Transportation

Deconstructing New York's Bike-Share Freak Out

Is the city really just "too mean" for shared bicycles?

By the end of this month, New Yorkers should finally be able to start using Citi Bike, the city's long-delayed bike-share program. And thank goodness for that. For the last year, and even more so over the past several weeks since docking stations began to be installed all over the city, local media coverage has appeared to reflect something akin to a collective public meltdown over these bicycles. From the perspective of a city like Washington, D.C., where bike-share has not only been around for some time but proved to be a massive success, it's been a frustrating, if occasionally amusing, trajectory to watch unfold.
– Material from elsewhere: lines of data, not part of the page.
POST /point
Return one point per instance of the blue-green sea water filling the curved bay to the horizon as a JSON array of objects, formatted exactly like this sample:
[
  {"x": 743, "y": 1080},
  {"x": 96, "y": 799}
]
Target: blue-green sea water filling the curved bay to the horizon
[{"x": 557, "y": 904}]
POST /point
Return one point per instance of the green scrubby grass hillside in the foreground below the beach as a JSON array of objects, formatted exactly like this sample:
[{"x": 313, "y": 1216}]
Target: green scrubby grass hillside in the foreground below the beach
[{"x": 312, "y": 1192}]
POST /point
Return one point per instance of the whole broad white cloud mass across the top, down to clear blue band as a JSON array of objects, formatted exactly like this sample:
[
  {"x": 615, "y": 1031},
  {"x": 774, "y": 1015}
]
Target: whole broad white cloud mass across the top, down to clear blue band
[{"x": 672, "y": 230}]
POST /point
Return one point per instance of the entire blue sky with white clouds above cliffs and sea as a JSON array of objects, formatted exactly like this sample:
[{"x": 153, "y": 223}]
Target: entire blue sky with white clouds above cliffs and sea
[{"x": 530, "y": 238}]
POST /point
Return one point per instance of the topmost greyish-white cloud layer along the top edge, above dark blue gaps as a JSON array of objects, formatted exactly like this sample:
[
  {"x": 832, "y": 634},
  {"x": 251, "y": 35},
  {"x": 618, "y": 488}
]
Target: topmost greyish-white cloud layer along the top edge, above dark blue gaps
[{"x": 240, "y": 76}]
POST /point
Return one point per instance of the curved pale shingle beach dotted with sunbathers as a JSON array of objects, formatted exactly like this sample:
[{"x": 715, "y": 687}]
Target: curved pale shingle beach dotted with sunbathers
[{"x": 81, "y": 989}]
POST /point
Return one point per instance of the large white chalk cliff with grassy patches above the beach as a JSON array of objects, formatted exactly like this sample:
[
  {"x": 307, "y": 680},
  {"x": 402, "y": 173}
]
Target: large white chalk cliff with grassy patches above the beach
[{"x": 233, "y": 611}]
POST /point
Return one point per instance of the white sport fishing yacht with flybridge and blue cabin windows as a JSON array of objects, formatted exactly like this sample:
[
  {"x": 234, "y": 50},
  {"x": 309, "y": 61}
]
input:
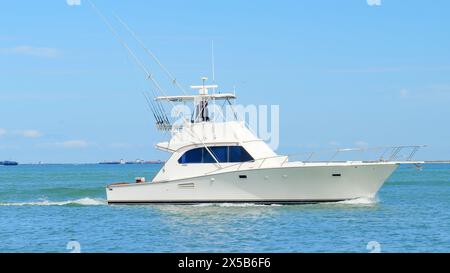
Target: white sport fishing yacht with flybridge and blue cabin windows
[{"x": 224, "y": 162}]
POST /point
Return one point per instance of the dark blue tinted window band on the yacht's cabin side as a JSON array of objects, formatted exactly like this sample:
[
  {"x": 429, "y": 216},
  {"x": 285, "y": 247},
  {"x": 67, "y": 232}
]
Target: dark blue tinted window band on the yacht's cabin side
[{"x": 223, "y": 154}]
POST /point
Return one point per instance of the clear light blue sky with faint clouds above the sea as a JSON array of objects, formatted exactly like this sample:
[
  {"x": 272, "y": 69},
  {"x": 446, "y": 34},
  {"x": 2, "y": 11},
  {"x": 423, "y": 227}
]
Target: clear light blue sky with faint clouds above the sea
[{"x": 344, "y": 73}]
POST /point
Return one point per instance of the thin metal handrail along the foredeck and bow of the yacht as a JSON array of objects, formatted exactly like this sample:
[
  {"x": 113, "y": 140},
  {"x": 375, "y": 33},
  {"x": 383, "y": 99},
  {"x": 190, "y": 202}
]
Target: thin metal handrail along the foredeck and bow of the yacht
[{"x": 393, "y": 157}]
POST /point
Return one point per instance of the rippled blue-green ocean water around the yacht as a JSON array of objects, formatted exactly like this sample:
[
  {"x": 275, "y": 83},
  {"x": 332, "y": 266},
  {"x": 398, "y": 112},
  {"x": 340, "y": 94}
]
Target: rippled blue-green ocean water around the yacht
[{"x": 53, "y": 208}]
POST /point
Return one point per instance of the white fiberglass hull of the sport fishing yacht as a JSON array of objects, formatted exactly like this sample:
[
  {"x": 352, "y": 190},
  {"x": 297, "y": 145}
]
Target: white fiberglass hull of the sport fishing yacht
[{"x": 298, "y": 184}]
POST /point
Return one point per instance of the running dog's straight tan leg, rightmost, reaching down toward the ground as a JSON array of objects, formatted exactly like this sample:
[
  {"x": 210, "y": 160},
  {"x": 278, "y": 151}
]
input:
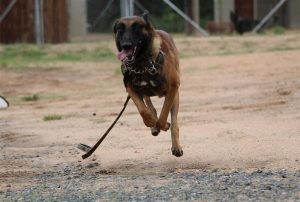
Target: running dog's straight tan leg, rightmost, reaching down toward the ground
[{"x": 176, "y": 148}]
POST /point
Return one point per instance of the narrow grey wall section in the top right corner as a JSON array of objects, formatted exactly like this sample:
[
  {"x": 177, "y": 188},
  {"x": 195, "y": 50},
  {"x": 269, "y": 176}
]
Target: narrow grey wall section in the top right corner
[{"x": 294, "y": 13}]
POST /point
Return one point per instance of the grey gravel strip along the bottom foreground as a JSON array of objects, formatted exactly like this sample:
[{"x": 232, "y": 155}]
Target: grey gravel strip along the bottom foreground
[{"x": 76, "y": 183}]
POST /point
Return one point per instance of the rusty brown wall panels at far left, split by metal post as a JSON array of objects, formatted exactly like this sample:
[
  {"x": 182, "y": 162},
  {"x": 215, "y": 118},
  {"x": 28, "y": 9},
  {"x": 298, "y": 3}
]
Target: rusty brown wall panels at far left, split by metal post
[{"x": 19, "y": 24}]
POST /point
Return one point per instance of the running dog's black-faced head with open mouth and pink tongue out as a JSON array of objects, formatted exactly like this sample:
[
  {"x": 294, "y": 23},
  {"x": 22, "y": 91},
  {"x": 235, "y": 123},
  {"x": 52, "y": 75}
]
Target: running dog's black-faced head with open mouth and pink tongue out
[{"x": 132, "y": 35}]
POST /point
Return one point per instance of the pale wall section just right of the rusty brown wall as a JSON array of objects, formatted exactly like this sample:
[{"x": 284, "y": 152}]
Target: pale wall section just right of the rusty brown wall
[{"x": 77, "y": 18}]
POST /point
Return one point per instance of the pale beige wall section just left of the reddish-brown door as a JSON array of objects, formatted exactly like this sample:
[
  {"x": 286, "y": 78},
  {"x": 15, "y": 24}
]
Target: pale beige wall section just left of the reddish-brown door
[{"x": 222, "y": 10}]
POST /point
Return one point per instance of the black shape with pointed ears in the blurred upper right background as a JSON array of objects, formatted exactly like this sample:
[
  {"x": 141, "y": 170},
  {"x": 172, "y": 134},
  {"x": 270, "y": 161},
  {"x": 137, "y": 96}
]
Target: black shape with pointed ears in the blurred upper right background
[{"x": 242, "y": 25}]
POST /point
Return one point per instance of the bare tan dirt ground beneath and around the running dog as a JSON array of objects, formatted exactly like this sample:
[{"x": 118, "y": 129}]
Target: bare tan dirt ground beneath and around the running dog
[{"x": 239, "y": 109}]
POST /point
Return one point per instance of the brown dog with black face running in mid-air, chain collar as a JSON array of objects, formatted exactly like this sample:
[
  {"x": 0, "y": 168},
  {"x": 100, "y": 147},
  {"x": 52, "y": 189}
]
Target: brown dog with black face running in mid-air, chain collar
[{"x": 150, "y": 67}]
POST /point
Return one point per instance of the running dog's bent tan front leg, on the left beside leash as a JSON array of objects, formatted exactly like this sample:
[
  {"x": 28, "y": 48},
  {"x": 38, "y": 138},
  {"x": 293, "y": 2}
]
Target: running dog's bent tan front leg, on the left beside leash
[{"x": 148, "y": 118}]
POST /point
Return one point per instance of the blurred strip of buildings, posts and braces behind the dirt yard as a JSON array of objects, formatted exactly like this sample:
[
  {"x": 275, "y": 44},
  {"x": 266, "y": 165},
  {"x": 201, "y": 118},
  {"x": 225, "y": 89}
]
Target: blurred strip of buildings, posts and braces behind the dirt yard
[{"x": 58, "y": 21}]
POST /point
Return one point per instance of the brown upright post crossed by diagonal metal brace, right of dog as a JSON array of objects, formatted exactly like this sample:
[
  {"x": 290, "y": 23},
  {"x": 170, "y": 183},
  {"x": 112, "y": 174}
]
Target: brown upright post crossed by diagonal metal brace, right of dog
[{"x": 192, "y": 10}]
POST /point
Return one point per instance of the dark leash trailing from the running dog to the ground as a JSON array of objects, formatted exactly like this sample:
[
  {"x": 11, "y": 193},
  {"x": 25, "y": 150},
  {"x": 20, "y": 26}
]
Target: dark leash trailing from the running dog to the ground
[{"x": 91, "y": 150}]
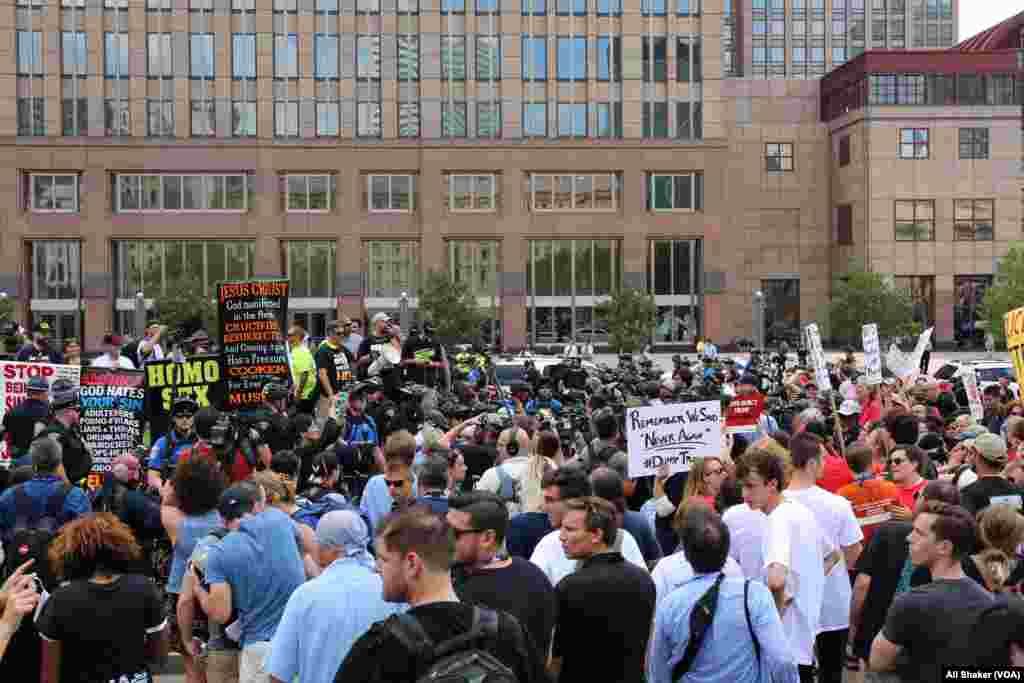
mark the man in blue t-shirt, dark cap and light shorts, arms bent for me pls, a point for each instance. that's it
(253, 572)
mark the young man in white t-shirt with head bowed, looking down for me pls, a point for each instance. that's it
(795, 552)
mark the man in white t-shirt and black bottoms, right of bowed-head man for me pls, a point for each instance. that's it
(835, 517)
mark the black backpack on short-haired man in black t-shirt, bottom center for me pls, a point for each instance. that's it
(459, 660)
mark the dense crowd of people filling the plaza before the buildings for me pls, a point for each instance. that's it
(342, 535)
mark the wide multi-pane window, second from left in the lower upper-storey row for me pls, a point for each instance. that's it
(152, 193)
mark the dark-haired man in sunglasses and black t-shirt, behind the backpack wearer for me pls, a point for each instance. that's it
(480, 521)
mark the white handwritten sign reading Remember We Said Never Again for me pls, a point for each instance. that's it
(675, 435)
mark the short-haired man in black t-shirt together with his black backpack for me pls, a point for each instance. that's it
(439, 636)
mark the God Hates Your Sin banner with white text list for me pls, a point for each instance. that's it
(113, 404)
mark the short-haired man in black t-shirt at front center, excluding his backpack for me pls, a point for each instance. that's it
(414, 561)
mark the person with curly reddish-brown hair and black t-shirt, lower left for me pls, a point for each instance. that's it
(105, 624)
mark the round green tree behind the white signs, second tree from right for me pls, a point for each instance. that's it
(870, 297)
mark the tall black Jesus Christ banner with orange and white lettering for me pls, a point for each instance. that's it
(254, 352)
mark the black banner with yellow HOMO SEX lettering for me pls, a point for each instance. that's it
(198, 377)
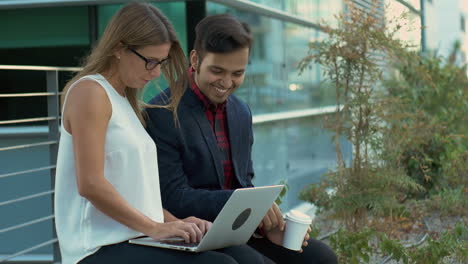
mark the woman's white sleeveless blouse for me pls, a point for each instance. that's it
(130, 166)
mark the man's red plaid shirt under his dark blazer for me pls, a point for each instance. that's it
(217, 117)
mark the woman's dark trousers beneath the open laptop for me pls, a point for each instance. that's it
(126, 253)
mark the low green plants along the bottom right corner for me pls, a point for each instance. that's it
(362, 246)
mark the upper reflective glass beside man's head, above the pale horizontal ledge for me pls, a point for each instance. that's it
(273, 82)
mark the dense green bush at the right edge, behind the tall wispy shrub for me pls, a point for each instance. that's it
(437, 90)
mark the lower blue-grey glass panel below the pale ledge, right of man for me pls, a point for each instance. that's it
(296, 151)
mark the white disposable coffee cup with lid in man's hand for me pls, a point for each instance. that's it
(297, 224)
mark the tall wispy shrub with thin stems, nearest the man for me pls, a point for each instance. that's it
(347, 58)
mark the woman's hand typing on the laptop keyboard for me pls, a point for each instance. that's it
(188, 231)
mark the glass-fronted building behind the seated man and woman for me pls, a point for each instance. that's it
(289, 108)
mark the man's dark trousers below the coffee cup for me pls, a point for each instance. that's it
(315, 253)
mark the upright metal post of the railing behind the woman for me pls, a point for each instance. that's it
(53, 106)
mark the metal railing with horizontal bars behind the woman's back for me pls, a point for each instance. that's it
(52, 118)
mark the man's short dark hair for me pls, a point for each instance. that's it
(221, 34)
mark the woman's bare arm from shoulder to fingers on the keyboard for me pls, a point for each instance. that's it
(87, 116)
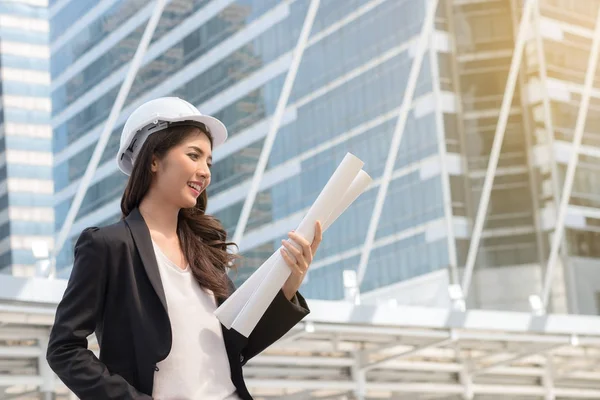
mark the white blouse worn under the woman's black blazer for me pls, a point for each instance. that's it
(197, 366)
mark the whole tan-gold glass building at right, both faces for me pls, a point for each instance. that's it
(535, 152)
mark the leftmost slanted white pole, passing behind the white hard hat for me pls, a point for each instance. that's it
(109, 126)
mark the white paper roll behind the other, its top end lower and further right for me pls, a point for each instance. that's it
(235, 303)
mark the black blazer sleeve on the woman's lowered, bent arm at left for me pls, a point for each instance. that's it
(76, 316)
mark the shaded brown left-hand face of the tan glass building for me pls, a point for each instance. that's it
(484, 44)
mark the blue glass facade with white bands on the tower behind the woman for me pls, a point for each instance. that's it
(345, 99)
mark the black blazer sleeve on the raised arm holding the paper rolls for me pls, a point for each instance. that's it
(281, 316)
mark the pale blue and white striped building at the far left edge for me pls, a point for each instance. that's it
(26, 184)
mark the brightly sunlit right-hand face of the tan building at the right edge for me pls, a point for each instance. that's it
(565, 61)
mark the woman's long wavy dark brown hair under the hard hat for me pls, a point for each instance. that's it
(203, 238)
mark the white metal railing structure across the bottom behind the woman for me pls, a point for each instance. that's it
(365, 351)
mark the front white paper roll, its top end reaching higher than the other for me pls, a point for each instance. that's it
(325, 204)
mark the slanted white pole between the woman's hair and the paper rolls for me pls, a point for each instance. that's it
(276, 122)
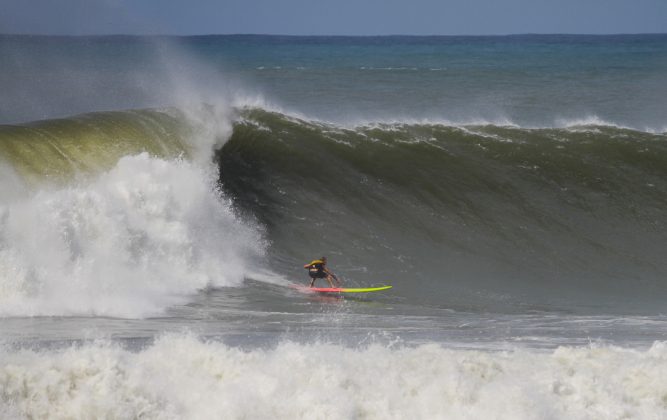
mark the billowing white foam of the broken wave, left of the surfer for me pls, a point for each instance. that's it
(139, 238)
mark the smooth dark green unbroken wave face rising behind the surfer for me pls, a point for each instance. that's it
(470, 213)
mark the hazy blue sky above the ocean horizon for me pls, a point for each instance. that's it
(332, 17)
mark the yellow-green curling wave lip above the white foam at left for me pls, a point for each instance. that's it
(63, 149)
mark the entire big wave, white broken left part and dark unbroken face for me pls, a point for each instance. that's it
(481, 216)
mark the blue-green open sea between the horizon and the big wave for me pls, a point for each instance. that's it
(525, 80)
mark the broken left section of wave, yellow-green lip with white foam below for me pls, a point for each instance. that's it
(138, 226)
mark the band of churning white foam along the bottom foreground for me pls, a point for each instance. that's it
(182, 377)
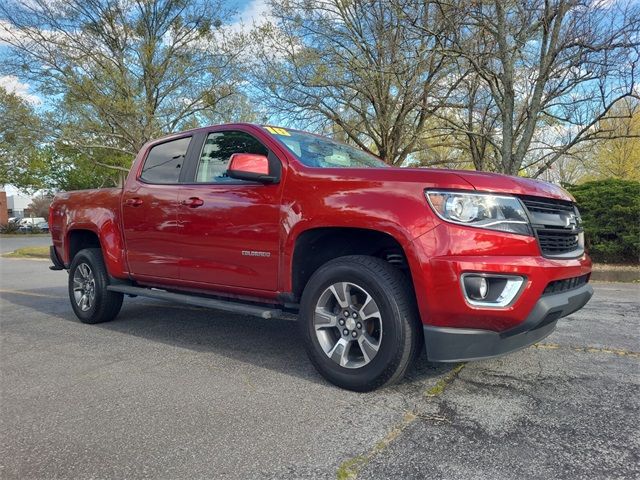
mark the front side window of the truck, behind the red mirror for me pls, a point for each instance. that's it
(217, 151)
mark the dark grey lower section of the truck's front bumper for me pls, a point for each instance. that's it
(445, 344)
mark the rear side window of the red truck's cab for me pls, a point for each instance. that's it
(164, 161)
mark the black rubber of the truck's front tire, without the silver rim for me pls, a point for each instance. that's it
(394, 329)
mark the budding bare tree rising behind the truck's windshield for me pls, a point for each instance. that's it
(357, 68)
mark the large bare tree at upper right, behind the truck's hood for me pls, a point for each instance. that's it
(541, 75)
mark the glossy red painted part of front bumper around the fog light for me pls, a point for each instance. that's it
(441, 257)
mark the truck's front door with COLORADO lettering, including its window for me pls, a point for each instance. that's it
(230, 228)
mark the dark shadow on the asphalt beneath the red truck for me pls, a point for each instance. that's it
(273, 344)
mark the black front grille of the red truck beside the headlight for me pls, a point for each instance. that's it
(556, 224)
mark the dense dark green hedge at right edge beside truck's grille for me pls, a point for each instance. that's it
(610, 210)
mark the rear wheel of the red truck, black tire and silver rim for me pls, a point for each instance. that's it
(88, 281)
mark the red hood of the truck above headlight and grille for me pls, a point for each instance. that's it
(496, 183)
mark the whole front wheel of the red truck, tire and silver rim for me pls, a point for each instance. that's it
(387, 341)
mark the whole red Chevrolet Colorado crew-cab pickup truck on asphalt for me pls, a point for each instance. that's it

The bike-share doomsday scenarios dreamed up by New Yorkers, no doubt spurred on by the city's uniquely outraged tabloid newspaper culture, have ranged from funny to familiar. As a card-carrying member of Capital Bikeshare, it's been tempting to roll my eyes at every paranoid iteration, every incensed exclamation point, but the truth is that D.C. saw its share of bike-share blowback when the program first rolled out here. Any Washingtonians who've forgotten need only re-read my former colleague Dave Jamieson's account of the Lincoln Park docking station debate, complete with adults shouting expletives and publicly sobbing, to remind themselves. When big change comes to any big city, it's natural that our fears, however irrational, will get stirred up.